Ao analisar o caso, os desembargadores que compõem o Colegiado rejeitaram os argumentos trazidos pela recorrente. Na decisão, o relator, desembargador federal Kassio Nunes Marques, entendeu que a própria vítima foi a responsável pelo acidente, “de modo que resta excluída a responsabilidade objetiva da União”.

 

Para o relator, não há nexo de causalidade entre o acidente sofrido pela vítima e a ação ou omissão estatal. “A imprudência causadora do acidente, nos termos do Laudo de Exame Pericial Indireto, promovido pela Capitania dos Portos do Amapá, foi da própria autora que retirou uma tábua, das que cobriam o eixo, para tirar água do casco quando teve seus cabelos enrolados no eixo”, assinalou.

 

O magistrado ainda explicou que o dever estatal de indenizar somente poderia ser admitido se a vistoria da Marinha tivesse autorizado à embarcação navegar sem a cobertura do eixo entre o motor e a hélice. “No entanto, a prova dos autos é no sentido de que a embarcação, embora não inscrita na Marinha, era dotada de proteção do eixo de rotação. Enfim, não há nexo de causalidade eficaz entre a alegada omissão e o dano sofrido pela autora, o que afasta a responsabilidade da União”, concluiu.

 

Marinha em ação – O capitão dos Portos da Amazônia Oriental da Marinha do Brasil, José Alexandre Santiago e Silva, pondera que a decisão proferida pelo TRF1 retrata a “vida como ela é”, visto que, infelizmente, a maioria dos acidentes é responsabilidade da própria vítima. “O maior índice de escalpelamento ocorre no Pará e no Amapá, principalmente na região do Marajó, devido à cultura do uso de embarcações construídas de forma artesanal pelos ribeirinhos, com motor exposto no centro do barco, o qual é usado como meio de transporte de familiares e de mercadorias de subsistência até as cidades”, conta.

 

 

 

Para conscientizar a população, a Capitania dos Portos promoveu, em 2001, o “Programa Segurança da Navegação da Amazônia (PSNA)”, que objetiva desenvolver campanhas voltadas para a segurança da navegação, a salvaguarda da população humana e a prevenção da poluição hídrica. “O PSNA é composto de seis projetos, sendo um deles, chamado de ‘Educando para Evitar Sofrimento’, voltado para a promoção de ações educativas em escolas e comunidades ribeirinhas.
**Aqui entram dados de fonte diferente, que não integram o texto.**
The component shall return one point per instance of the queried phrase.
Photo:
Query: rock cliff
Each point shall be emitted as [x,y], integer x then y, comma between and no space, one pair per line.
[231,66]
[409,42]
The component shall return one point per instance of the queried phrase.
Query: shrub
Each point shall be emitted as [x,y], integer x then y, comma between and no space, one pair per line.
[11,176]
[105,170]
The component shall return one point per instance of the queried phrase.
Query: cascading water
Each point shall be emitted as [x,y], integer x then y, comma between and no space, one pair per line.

O projeto também fornece e instala, gratuitamente, a cobertura do eixo e das partes móveis das embarcações”, explica o capitão.

 

Além disso, José Alexandre destaca que nas ações educativas são distribuídas cartilhas lúdicas com informações de como os passageiros devem se portar dentro das embarcações. “É importante que as mulheres prendam os cabelos longos. Também é fundamental que crianças não viajem em embarcações que estejam com seus eixos descobertos e que denunciem à Capitania dos Portos quaisquer irregularidades encontradas a bordo”, sugere.

  Marinha realiza trabalho de conscientização junto à população  

  ribeirinha de forma periódica  

  Capitão Santiago destaca o perigo das embarcações  

  artesanais sem cobertura de motor  

A Lei 11.970/2009,

de autoria da deputada federal Janete Capiberibe, obriga a instalação de carenagem no volante e eixo dos motores dos barcos estacionários adaptados à navegação ribeirinha como forma de prevenir os acidentes com escalpelamento e mutilação.

 

Tramita na Câmara dos Deputados o Projeto de Lei 3.397/2012 que obriga o

Sistema Único de Saúde (SUS) a realizar cirurgias plásticas reconstrutivas nas vítimas de escalpelamento e a prestar assistência social e psicológica às mulheres que sofrem com esse tipo de acidente.